La Striscia di Gaza è una delle zone più densamente popolate al mondo (circa 4.500 abitanti per chilometro quadrato), in cui raramente i rivali si sono avventurati per condurre operazioni militari via terra. La scorsa notte (tra domenica 8 e lunedì 9 ottobre), i bombardamenti israeliani nell’area hanno colpito ottocento obiettivi presìdi di Hamas. Nella mattinata di lunedì 9 Tel Aviv ha fatto sapere che, in queste ore, circa ottanta terroristi sono stati trovati all’interno del territorio israeliano.
Al momento, i morti israeliani sono settecento, mentre quelli palestinesi cinquecento. Durante l’incursione, l’organizzazione terroristica Hamas ha rapito circa cento persone, molte delle quali sono civili di tutte le età che, al momento, dovrebbero trovarsi all’interno della Striscia di Gaza. A seguito degli attacchi missilistici israeliani, invece, gli sfollati palestinesi sono circa 74mila.
L’escalation militare
L’operazione militare palestinese iniziata sabato 7 ottobre avrebbe visto coinvolti circa mille miliziani di Hamas che hanno raggiunto il paese rivale via terra. “Mai nella storia di Israele ci sono state tante vittime per un solo attacco”, hanno dichiarato i portavoce dell’esercito israeliano. Domenica Tel Aviv ha formalmente dichiarato guerra al gruppo terroristico palestinese.
La guerra ha sin da subito scatenato la reazione della comunità internazionale.
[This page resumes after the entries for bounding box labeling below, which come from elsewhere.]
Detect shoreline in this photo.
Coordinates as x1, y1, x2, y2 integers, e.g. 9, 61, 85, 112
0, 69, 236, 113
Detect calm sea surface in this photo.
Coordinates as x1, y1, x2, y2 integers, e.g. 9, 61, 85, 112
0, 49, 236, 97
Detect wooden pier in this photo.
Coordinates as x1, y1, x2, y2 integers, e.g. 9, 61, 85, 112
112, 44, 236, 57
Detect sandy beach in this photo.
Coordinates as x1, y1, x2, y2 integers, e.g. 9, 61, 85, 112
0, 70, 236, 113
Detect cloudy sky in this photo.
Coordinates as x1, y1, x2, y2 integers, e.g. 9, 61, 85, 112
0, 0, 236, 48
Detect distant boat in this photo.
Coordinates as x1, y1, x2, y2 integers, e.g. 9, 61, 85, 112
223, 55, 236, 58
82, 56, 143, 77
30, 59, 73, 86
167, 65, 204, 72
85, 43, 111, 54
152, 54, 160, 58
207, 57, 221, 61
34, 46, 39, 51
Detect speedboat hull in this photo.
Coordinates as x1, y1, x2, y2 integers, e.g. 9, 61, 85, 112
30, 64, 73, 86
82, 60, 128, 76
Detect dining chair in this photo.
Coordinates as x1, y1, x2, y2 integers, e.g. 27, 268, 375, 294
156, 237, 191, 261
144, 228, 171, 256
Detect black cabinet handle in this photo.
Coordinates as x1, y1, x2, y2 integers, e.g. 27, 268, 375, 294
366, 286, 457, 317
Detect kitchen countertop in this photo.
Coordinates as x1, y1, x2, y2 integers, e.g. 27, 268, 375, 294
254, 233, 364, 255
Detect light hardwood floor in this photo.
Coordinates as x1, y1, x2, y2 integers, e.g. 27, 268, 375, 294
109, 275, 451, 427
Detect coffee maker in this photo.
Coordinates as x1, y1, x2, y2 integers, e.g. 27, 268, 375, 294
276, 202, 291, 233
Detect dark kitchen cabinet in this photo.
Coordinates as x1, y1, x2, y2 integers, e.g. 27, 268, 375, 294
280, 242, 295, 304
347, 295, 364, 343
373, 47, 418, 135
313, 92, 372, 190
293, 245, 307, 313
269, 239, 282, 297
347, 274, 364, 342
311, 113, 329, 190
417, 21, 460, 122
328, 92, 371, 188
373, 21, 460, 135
Se da un lato l’Iran ha espresso vicinanza e soddisfazione per le operazioni del gruppo terroristico palestinese, dall’altro gli Stati Uniti fanno da capo fila dei paesi che si schierano al fianco di Israele. Washington ha rassicurato i suoi alleati, che riceveranno tutti gli aiuti necessari per affrontare questa nuova fase del conflitto con Hamas. È così che nelle ultime ore sono comparsi aerei e navi militari statunitensi nel Mediterraneo orientale in segno di sostegno a Tel Aviv. Gli Stati Uniti hanno promesso anche l’invio di munizioni. Osservato speciale della Casa bianca è probabilmente il Libano, dal quale braccio armato del partito musulmano sciita Hezbollah, alleato di Teheran e di Hamas, domenica ha esploso alcuni colpi di artiglieria verso il nord di Israele.
Il messaggio di Hamas
L’improvvisa aggressione dei miliziani palestinesi è avvenuto a 50 anni dalla guerra dello Yom Kippur. Anche in quell’occasione, Israele venne colta di sorpresa dalle truppe arabe, specialmente siriane ed egiziane, che tuttavia vennero respinte nel giro di tre settimane circa. I media riportano però che l’improvviso e massiccio attacco non è solo la celebrazione di un anniversario. L’operazione di Hamas potrebbe infatti essere un tentativo di sabotare gli Accordi di Abramo, il progetto sponsorizzato dagli Stati Uniti che prevede la normalizzazione dei rapporti tra paesi arabi e Israele. In questo contesto, il messaggio dei terroristi potrebbe essere rivolto all’Arabia Saudita, che con il principe Mohammed bin Salman appare sempre meno interessata a tutelare gli interessi palestinesi, cambiando gli schieramenti nel complesso scacchiere mediorientale.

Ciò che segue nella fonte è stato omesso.